Une aide annoncée après la crise de Ceuta

Fin juillet 2026, des dizaines de milliers de personnes ont tenté de rejoindre Ceuta, enclave espagnole située au nord du Maroc. L’épisode a provoqué de nouvelles tensions entre Madrid et Rabat.

Quelques semaines plus tard, l’Union européenne a annoncé 190 millions d’euros supplémentaires en faveur du Maroc. Cette enveloppe s’inscrit dans la continuité des financements européens déjà accordés à Rabat pour accompagner la gestion des migrations.

Le calendrier de cette annonce suscite toutefois des critiques. Certains observateurs dénoncent une politique européenne qui s’appuie de plus en plus sur les financements et les accords avec les pays voisins pour contenir les arrivées irrégulières.

Il convient néanmoins de rester prudent sur les accusations visant Rabat. Le gouvernement espagnol affirme ne disposer d’aucune preuve établissant que le Maroc aurait organisé l’afflux migratoire vers Ceuta.
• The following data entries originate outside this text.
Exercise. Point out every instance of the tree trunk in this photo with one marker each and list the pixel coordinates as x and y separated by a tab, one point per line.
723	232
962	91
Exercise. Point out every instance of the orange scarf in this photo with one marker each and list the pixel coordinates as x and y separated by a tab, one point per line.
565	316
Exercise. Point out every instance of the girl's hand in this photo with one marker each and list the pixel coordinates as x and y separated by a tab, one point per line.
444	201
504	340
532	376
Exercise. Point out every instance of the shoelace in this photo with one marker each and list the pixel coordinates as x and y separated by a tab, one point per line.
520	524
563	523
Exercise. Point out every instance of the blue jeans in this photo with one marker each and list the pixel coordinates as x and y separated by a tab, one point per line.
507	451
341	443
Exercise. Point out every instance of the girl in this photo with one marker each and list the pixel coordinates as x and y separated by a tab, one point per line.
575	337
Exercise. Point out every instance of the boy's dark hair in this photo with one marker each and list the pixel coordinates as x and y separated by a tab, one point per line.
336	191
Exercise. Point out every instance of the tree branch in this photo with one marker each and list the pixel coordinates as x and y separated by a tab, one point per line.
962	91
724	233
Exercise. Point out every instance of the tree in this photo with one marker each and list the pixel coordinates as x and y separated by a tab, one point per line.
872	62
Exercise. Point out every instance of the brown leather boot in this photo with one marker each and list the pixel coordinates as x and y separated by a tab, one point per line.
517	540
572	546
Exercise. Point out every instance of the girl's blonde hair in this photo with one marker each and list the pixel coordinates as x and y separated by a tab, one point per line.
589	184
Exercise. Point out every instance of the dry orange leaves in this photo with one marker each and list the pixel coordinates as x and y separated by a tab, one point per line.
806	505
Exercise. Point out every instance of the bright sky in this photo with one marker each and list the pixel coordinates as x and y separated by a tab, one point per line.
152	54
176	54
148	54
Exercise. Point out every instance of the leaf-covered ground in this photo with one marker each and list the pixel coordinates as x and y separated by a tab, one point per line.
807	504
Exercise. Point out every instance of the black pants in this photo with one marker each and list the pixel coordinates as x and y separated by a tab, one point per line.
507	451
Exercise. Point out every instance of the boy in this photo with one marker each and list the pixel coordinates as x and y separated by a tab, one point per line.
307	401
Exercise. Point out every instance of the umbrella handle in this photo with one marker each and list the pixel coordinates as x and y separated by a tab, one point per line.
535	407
Migration, visas et réadmission au cœur des négociations

Au-delà des 190 millions d’euros, Bruxelles et Rabat travaillent sur un nouveau partenariat stratégique couvrant notamment l’économie, l’énergie, le numérique et l’éducation.

La migration reste toutefois un dossier central. L’Union européenne souhaite renforcer le contrôle des frontières et obtenir une meilleure coopération du Maroc sur le retour des migrants en situation irrégulière.

Le dossier de la réadmission reste particulièrement sensible. Bruxelles souhaite faciliter le retour des migrants ayant transité par le Maroc, tandis que Rabat réclame notamment des avancées sur la facilitation des visas.

L’UE affirme vouloir intégrer des garanties en matière de droits humains dans le futur accord. Mais les organisations de défense des migrants craignent que les impératifs sécuritaires prennent le dessus.

Les 190 millions d’euros s’inscrivent ainsi dans un rapport de force plus large entre Bruxelles et Rabat. Derrière les négociations diplomatiques et financières, les migrants, notamment ceux originaires d’Afrique subsaharienne, restent les premières victimes des tensions autour du contrôle des frontières.